The Universe was simply different when it was younger. Recently astronomers have discovered that complex physics in the young cosmos may have led to the development of supermassive stars, each one weighing up to 100,000 times the mass of the Sun.

We currently have no observations of the formation of the first stars in the Universe, which is thought to have taken place when our cosmos was only a few hundred million years old.

To understand this important epoch, astronomers turn to sophisticated computer simulations to test out models of how the first stars formed.

Over the years astronomers have wrestled with the key question of what is the typical size of the first stars. Some early estimates predicted that the first stars could be hundreds of times more massive than the Sun, while later simulation suggested that they would be more normally sized.

Recently a team of researchers have put together a new round of simulations and come to a very surprising conclusion. Their simulations specifically looked at a phenomenon known as cold accretion. To build large stars you have to pull a lot of material into a very small volume very quickly.

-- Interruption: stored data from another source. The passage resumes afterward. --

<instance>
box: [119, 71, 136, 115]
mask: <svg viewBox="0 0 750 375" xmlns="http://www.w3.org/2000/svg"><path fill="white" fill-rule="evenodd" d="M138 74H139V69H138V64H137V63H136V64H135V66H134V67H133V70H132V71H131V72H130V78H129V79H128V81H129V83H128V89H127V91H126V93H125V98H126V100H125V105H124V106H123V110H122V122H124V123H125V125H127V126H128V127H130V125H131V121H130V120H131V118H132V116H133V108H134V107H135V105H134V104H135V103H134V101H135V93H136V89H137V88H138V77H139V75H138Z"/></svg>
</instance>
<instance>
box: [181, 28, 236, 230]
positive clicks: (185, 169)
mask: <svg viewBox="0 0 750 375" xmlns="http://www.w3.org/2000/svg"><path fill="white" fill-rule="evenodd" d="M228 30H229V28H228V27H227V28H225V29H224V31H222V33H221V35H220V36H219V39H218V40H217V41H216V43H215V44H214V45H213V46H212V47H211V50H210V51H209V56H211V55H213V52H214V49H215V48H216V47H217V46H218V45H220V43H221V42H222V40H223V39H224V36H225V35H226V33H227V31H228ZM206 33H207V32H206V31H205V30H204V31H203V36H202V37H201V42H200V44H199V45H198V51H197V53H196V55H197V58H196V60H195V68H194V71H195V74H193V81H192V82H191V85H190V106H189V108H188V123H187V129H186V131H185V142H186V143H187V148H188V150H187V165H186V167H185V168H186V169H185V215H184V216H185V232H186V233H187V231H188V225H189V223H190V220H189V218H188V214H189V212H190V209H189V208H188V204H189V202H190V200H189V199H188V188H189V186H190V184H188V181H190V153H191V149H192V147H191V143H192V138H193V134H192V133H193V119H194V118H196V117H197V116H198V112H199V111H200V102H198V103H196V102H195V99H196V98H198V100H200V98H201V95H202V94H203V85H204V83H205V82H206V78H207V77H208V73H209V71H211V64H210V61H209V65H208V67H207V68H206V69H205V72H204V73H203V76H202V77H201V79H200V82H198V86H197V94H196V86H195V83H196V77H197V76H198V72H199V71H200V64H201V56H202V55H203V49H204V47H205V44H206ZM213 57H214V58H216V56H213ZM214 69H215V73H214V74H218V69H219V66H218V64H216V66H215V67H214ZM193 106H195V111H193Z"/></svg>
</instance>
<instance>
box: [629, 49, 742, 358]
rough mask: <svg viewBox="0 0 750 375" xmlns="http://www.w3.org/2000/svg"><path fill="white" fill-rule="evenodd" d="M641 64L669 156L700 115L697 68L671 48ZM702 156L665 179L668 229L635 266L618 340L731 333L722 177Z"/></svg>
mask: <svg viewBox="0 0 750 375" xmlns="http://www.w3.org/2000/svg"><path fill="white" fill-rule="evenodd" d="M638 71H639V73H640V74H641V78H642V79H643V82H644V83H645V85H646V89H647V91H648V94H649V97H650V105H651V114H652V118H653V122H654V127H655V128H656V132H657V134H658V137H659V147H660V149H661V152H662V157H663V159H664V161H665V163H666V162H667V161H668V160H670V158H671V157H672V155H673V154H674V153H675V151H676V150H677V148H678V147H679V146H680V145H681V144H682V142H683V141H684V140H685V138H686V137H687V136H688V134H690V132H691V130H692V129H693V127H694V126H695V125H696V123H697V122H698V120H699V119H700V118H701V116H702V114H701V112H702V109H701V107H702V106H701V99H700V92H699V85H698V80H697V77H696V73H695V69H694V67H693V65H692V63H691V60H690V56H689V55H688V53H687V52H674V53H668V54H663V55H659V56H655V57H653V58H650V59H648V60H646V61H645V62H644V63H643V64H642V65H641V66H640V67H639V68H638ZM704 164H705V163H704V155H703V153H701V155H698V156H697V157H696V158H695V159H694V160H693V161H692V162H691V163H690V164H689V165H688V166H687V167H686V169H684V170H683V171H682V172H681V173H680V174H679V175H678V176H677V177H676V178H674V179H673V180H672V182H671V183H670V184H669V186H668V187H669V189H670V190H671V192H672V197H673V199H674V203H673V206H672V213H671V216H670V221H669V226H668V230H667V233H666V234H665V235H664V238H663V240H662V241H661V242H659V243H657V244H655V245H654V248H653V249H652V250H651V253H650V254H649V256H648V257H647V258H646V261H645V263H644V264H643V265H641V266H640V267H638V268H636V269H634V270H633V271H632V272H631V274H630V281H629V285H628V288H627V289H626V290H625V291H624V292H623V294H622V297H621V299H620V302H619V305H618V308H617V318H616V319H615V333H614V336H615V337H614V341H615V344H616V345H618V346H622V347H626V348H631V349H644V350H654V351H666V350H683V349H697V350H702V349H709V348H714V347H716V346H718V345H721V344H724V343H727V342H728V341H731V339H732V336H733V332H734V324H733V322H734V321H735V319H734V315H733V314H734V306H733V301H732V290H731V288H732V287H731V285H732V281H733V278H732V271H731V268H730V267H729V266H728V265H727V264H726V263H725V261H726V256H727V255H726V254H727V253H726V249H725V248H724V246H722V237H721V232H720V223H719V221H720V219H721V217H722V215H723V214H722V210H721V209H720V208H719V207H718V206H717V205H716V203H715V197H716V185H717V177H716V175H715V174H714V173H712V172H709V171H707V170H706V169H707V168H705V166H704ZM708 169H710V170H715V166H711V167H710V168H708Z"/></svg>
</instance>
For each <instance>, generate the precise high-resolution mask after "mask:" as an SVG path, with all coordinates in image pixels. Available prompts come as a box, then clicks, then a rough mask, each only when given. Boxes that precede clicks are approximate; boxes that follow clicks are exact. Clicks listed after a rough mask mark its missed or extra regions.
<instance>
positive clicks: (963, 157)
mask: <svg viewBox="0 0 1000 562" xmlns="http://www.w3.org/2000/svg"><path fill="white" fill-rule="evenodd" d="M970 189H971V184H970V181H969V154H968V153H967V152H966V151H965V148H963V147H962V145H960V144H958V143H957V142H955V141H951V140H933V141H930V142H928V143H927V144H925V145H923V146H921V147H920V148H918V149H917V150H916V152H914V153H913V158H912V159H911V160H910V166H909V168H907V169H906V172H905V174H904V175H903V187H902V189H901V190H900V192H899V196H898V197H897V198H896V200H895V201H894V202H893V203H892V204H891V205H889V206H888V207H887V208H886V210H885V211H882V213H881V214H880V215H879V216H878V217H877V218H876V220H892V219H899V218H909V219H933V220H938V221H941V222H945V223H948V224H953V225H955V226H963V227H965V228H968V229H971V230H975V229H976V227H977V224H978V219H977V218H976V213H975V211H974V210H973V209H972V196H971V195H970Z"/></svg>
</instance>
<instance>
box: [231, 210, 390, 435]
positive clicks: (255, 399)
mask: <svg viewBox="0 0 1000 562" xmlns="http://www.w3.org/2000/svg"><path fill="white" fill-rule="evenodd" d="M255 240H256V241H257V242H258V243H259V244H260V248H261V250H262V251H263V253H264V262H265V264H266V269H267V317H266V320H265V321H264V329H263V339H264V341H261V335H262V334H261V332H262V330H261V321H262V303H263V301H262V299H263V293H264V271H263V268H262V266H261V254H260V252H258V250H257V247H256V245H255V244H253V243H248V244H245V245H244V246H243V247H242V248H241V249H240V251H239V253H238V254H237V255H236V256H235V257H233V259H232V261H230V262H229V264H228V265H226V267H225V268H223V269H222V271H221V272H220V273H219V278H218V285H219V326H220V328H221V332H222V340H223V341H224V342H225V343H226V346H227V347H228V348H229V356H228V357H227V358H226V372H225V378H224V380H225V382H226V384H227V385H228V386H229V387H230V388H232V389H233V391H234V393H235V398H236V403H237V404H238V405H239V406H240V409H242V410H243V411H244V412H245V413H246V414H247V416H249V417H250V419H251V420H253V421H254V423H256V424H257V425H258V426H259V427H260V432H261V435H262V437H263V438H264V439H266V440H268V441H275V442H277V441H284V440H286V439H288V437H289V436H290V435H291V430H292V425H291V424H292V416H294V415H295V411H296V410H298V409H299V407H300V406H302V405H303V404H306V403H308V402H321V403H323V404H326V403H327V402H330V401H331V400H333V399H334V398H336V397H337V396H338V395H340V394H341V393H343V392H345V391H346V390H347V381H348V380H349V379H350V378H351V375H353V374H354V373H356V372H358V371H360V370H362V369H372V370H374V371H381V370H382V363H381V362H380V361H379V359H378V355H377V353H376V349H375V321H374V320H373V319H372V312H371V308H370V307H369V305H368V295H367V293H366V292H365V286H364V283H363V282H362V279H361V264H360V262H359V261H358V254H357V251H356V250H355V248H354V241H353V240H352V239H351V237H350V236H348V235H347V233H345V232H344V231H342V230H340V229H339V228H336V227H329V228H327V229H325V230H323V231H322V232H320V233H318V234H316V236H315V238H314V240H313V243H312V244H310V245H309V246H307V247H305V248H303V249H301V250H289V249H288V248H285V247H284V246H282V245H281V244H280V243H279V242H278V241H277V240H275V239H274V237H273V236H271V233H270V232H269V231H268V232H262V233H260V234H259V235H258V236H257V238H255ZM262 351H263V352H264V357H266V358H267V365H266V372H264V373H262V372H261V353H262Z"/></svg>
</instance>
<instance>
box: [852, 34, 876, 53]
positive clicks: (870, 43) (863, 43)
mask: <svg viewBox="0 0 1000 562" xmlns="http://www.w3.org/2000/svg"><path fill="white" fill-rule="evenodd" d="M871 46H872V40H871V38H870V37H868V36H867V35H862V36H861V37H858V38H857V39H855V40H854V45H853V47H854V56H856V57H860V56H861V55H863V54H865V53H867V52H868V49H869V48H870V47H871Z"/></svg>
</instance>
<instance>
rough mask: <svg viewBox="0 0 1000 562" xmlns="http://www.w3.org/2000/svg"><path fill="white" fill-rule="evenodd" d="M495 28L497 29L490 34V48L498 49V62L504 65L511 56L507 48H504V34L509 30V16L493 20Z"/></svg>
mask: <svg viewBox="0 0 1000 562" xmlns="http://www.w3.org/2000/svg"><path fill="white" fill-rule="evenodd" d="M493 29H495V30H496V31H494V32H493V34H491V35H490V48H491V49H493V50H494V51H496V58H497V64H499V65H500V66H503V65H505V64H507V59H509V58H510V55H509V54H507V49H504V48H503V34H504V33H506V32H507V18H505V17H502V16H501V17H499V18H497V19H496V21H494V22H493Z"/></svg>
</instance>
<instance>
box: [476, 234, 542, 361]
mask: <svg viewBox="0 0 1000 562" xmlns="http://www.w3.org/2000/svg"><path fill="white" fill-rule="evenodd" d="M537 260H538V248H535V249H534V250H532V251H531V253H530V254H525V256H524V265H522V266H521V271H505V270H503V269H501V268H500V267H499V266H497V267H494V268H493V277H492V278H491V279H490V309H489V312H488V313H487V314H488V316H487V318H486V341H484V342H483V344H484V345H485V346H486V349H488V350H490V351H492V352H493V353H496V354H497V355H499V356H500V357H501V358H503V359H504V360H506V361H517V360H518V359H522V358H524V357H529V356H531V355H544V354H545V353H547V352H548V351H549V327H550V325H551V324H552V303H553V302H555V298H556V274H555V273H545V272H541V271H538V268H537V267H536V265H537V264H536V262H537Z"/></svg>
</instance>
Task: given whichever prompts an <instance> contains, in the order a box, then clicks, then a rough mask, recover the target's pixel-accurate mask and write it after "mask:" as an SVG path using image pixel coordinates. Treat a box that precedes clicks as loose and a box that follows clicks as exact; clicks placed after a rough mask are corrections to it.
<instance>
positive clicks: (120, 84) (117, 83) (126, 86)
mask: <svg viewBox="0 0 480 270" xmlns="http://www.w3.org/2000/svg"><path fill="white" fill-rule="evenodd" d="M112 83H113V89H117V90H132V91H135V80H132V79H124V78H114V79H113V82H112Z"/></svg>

And you have to do it without raising the temperature of the material, because warmer material will prevent itself from collapsing. So you need some method of removing heat from material as it collapses very quickly.

Earlier simulations had found the appearance of dense pockets within early galaxies that cool off rapidly from emitting radiation, but did not have the resolution needed to follow their further evolution.

The new research takes it a step further by examining how the cold dense pockets that initially form in the early Universe behave.

These simulations revealed that large flows of cold, dense matter can strike an accretion disk at the center of giant clumps of matter. When that happens, a shockwave forms. That shockwave rapidly destabilizes the gas and triggers the instant collapse of large pockets of matter.

Those large pockets can be tens of thousands times more massive than the Sun, and in some cases even 100,000 times more massive than the Sun. With nothing to stop their collapse, they immediately form gigantic stars, known as supermassive stars.

The astronomers do not yet know if supermassive stars formed in the early Universe. They hope that future observations with the James Webb Space Telescope will reveal clues as to the formation of the first stars and galaxies and determine if these monsters appeared in the infant Universe.